The wearing of seat belts is compulsory.
There are very strict drink driving laws – Absolutely NO alcohol if you intend to drive.
We drive on the right hand side of the road and yield to those approaching from the right.
Always carry your driving license and passport.
Be prepared to be stopped at traffic control points by the Traffic Police or Jandarma, who usually ask for your vehicle documents (ruhsat), which are normally kept in the drivers’ sun visor or glove compartment of your car. They may also ask to see your passport and driver license, although it is common for tourists to be merely waved on.
When you take possession of your car please make sure you;
Check where the vehicle documentation is – it should be in the vehicle (normally tucked in the driver sun visor or in the glove compartment.) Do not remove this documentation from the vehicle.
Check you have a copy of your rental agreement and the emergency contact details and keep them in the vehicle in case of accident or difficulty.
Check the type of petrol to be used.
Check where the tools are kept.
There are numerous petrol stations on main roads.

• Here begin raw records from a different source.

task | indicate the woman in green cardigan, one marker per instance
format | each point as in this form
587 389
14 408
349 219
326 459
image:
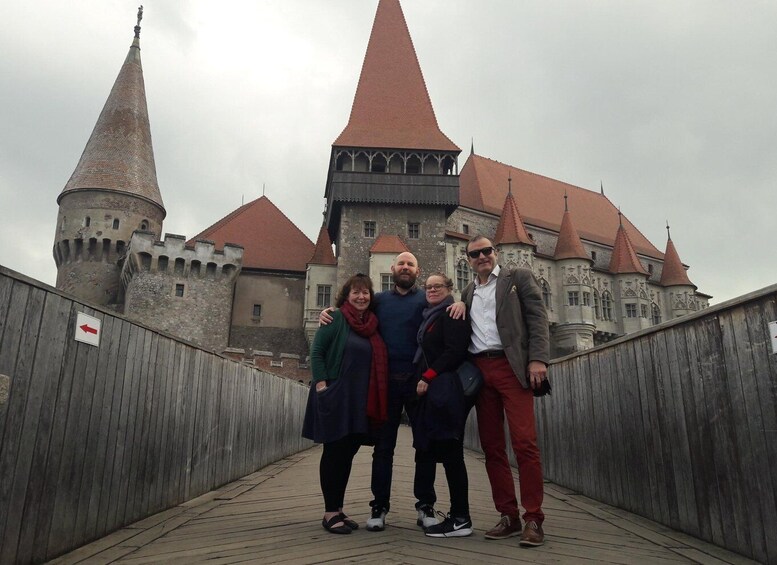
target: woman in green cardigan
347 400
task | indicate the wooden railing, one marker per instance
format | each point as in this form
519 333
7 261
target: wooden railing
677 423
94 438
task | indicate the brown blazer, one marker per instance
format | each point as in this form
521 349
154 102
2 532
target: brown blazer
521 319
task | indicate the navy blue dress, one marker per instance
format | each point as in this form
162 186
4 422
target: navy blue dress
341 408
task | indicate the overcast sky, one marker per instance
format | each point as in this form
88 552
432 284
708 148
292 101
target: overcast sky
670 104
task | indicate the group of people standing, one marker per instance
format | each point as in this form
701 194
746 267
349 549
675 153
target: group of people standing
378 354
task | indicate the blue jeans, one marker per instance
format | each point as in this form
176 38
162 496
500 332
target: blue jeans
401 394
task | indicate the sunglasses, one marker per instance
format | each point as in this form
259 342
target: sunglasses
435 286
486 251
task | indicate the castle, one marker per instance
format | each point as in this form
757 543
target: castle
393 184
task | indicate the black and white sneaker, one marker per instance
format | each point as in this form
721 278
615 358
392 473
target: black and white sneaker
377 522
426 517
451 528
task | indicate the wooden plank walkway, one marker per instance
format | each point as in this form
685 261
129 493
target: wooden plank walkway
274 516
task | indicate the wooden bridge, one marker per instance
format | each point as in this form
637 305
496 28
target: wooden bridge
145 448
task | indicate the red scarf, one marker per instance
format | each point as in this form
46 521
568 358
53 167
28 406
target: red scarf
377 395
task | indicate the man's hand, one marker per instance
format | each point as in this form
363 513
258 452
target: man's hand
457 310
538 372
325 317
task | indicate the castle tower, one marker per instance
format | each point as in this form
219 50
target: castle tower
680 290
112 192
320 282
392 171
576 330
516 247
630 283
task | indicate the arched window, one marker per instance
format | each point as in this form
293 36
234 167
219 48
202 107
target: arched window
546 295
655 314
462 275
606 305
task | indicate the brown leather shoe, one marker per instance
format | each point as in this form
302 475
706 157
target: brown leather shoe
532 535
506 528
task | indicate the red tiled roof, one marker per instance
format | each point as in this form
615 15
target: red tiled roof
391 108
568 245
323 254
540 200
674 272
269 239
624 259
511 228
119 155
389 244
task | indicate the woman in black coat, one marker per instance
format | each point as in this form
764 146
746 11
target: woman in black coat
438 430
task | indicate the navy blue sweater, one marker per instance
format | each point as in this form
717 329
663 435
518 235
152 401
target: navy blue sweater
399 316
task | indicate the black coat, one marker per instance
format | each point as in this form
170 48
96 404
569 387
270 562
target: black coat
442 411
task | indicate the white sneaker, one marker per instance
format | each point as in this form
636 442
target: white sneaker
426 516
377 522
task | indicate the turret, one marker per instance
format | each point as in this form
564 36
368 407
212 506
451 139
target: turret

These are not self-service; a petrol pump attendant will assist you. Payment; if in cash will be made to the attendant or if by credit card, to the cashier.
Keep an additional, full bottle of water in the boot for emergencies.
In case of accident or damage to the vehicle;
In the event of an accident, the vehicle must not be moved until the Traffic Police or Jandarma arrive. Do not attempt to move the vehicle even if it is blocking a route.
You have to immediately inform the car rental company. Details are provided on your copy of the rental agreement.
In case of an accident you have to contact the police and take a written report. In Turkey you also need to contact the police even for minor damage. You need to get a damage report and a police report. When you pick up your rental car, please ask for this information!
When you return the car you have also to make a damage report with your representative.
On the roundabouts, vehicles joining have right of way whilst vehicles on the roundabout must give way.
All signs comply with the International Highway Code.
Towns are clearly signposted in white lettering on a blue background with archaeological sites and places of interests in black lettering on yellow, or white lettering on brown.
Particularly in rural areas, the road quality in Turkey can be poor. Beware of potholes and uneven road edges. Due to a recent campaign most roads have been finished, improved and widened and traffic is still light.
Be extremely careful when driving in or after the rain, as road surfaces will be very slippery.
Warning of a hazard ahead such as road works, car breakdown or a scene of an accident is seldom more than a few piles or a line of rocks on the asphalt
Red flashing traffic lights are treated the same as a stop sign, amber flashing lights are warning of a junction – you may go if there is nothing coming.
If another vehicle flashes its lights, this indicates that they are coming through, not that they are giving way to you. At nighttime, it can be taken as “stay off of my side of the road” and very rarely means that your high beam is on.
Night driving is best not attempted but if you do find yourself on the road after dark, please be aware of inadequately lit vehicles, very slow moving lorries, tractors and animals wandering across the road.
When a vehicle in front indicates to turn left across the coming traffic, it is usual, albeit a little disarming, for the driver to then pull off to the right. This is to let all the traffic behind him pass before turning left across both lanes of the road.
In built up areas 50 km/hr
On the open road 90 km/hr
On the Motorways 120 km/hr
Radar gun and video speed camera surveillance has become intensive.
Driving offences such as speeding, jumping red lights and failing to wear a seat belt carry spot fines. You should always receive a receipt for any fine paid.
If you break down or need a repair please call your emergency contact number on your rental documentation.
Busy towns can become congested. If cars have parked on the pavement, they probably have a special permit to do so. Traffic police show the courtesy of cruising the streets calling the registration number of illegally parked cars over a loudspeaker giving errant drivers the chance to move the car before it is towed away and this is very expensive to release from the pound.
Car parks are well signposted from the main roads and there will normally be a charge for which an official ticket should be produced.
Ticket attendants are on duty in the town centers and will post a ticket under your wipers while your car is parked. Please make sure you pay the attendant (usually in an orange waistcoat) when you return to your car. The attendant will remove the ticket and give you a receipt.